4.3. Research Questions

The assessment objective is to assess the feasibility of automating the generation of patches for user-reported bugs, while investigating the foreseen bottlenecks as well as the research directions that the community must embrace to realize this long-standing endeavor. To that end, we focus on the following research questions associated with the different steps in the iFixR workflow.

•

RQ1 [Fault localization] : To what extent does IR-based fault localization provide reliable results for an APR scenario? In particular, we investigate the performance differences when comparing our fine-grained IRFL implementation against the classical spectrum-based localization.

•

RQ2 [Overfitting] : To what extent does IR-based fault localization point to locations that are less subject to overfitting? In particular, we study the impact on the overfitting problem that incomplete test suites generally carry.

•

RQ3 [Patch ordering] : What is the effectiveness of iFixR’s patch ordering strategy? In particular, we investigate the overall workflow of iFixR, by re-simulating the real-world cases of software maintenance cycle when a bug is reported: future test cases are not available for patch validation.

5. Assessment Results

In this section, we present the results of the investigations for the previously-enumerated research questions.

5.1. RQ1: [Fault Localization]

Fault localization being the first step in program repair, we evaluate the performance of the IR-based fault localization developed within iFixR. As recently thoroughly studied by Liu et al. (Liu et al*.*, 2019b), an APR tool should not be expected to fix a bug that current fault localization systems fail to localize. Nevertheless, with iFixR, we must demonstrate that our fine-grained IRFL offers comparable performance with SBFL tools used in the APR literature.

Table 5 provides performance measurements on the localization of bugs. SBFL is performed based on two different versions of the GZoltar testing framework, but always based on the Ochiai ranking metric. Finally, because fault localization tools output a ranked list of suspicious statements, results are provided in terms of whether the correct location is placed under the top-k suspected statements. In this work, following the practice in the literature (LUCIA et al*., 2012; Liu et al.*, 2019b), we consider that a bug is localized if any buggy statement is localized.

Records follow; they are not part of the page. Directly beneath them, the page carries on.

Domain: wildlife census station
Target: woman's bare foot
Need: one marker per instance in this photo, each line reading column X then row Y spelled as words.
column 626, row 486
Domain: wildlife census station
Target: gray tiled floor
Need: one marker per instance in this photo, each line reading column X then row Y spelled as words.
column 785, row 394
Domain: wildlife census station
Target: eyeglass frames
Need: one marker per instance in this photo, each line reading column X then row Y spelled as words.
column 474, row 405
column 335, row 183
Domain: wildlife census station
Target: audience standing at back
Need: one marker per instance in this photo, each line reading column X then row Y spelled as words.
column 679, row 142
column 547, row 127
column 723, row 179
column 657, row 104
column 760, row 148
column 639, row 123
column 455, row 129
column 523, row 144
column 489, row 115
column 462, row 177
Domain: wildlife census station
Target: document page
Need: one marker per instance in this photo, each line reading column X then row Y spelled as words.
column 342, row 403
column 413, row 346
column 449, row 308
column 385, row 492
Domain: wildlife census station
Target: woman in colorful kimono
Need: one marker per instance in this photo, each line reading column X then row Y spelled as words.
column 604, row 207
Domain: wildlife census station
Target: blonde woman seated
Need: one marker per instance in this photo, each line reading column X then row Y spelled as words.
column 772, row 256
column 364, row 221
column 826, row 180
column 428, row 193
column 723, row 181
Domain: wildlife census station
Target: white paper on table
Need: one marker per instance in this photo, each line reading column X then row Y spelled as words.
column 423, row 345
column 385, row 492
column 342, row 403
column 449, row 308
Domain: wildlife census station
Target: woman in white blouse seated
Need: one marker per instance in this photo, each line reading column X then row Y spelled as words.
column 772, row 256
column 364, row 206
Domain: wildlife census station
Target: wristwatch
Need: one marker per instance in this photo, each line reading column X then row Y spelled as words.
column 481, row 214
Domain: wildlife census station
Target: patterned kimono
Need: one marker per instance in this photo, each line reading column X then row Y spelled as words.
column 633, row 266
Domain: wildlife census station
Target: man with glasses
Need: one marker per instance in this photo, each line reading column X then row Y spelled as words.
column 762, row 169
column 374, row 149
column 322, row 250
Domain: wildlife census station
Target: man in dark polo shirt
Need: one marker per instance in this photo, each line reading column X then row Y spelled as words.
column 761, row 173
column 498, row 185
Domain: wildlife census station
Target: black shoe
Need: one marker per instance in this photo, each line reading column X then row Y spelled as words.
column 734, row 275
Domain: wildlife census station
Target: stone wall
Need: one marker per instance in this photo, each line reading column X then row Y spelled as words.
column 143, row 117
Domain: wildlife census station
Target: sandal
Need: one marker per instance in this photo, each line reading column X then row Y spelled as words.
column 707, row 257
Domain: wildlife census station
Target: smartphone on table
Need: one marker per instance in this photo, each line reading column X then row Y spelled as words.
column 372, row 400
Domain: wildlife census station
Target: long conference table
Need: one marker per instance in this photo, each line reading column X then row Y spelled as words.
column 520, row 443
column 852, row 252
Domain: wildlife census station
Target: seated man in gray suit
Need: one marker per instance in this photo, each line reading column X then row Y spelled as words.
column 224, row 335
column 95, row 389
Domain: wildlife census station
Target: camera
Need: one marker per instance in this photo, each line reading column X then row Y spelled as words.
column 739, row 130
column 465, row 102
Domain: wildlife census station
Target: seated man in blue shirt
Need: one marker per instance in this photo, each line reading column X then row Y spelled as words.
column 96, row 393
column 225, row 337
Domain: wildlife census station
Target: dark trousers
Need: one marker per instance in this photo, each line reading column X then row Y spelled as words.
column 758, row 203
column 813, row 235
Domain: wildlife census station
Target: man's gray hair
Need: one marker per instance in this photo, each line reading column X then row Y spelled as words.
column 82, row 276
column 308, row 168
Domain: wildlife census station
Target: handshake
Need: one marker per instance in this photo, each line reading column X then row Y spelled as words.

Overall, the results show that our IRFL implementation is strictly comparable to the common implementation of spectrum-based fault localization when applied on the Defects4J bug dataset. Note that the comparison is conducted for 171 bugs of Math and Lang, given that these are the projects for which the bug linking can be reliably performed for applying the IRFL. Although performance results are similar, we remind the reader that SBFL is applied by considering future test cases. To highlight a practical interest of IRFL, we compute for each bug localizable in the top-10, the elapsed time between the bug report date and the date the relevant test case is submitted for this bug. Based on the distribution shown in Figure 6, on mean average, IRFL could reduce this time by 26 days.

Finally, to stress the importance of future test cases for spectrum-based fault localization, we consider all Defects4J bugs and compute localization performance with and without future test cases.

Results listed in Table 6 confirms that in most bug cases, the localization is impossible: Only 10 bugs (out of 395) can be localized among the top-10 suspicious statements of SBFL at the time the bug is reported. In comparison, our IRFL locates 72 bugs under the same conditions of having no relevant test cases to trigger the bugs.

Fine-grained IR-based fault localization in iFixR is as accurate as Spectrum-based fault localization in localizing Defects4J bugs. Additionally, it does not have the constraint of requiring test cases that may not be available when the bug is reported.

5.2. RQ2: [Overfitting]

Patch generation attempts to mutate suspected buggy code with suitable fix patterns. Aside from having adequate patterns or not (which is out of the scope of our study), a common challenge of APR lies in the effective selection of buggy statements. In typical test-based APR, test cases drive the selection of these statements. The incompleteness of test suites is however currently suspected to often lead to overfitting of generated patches (Yang et al*.*, 2017).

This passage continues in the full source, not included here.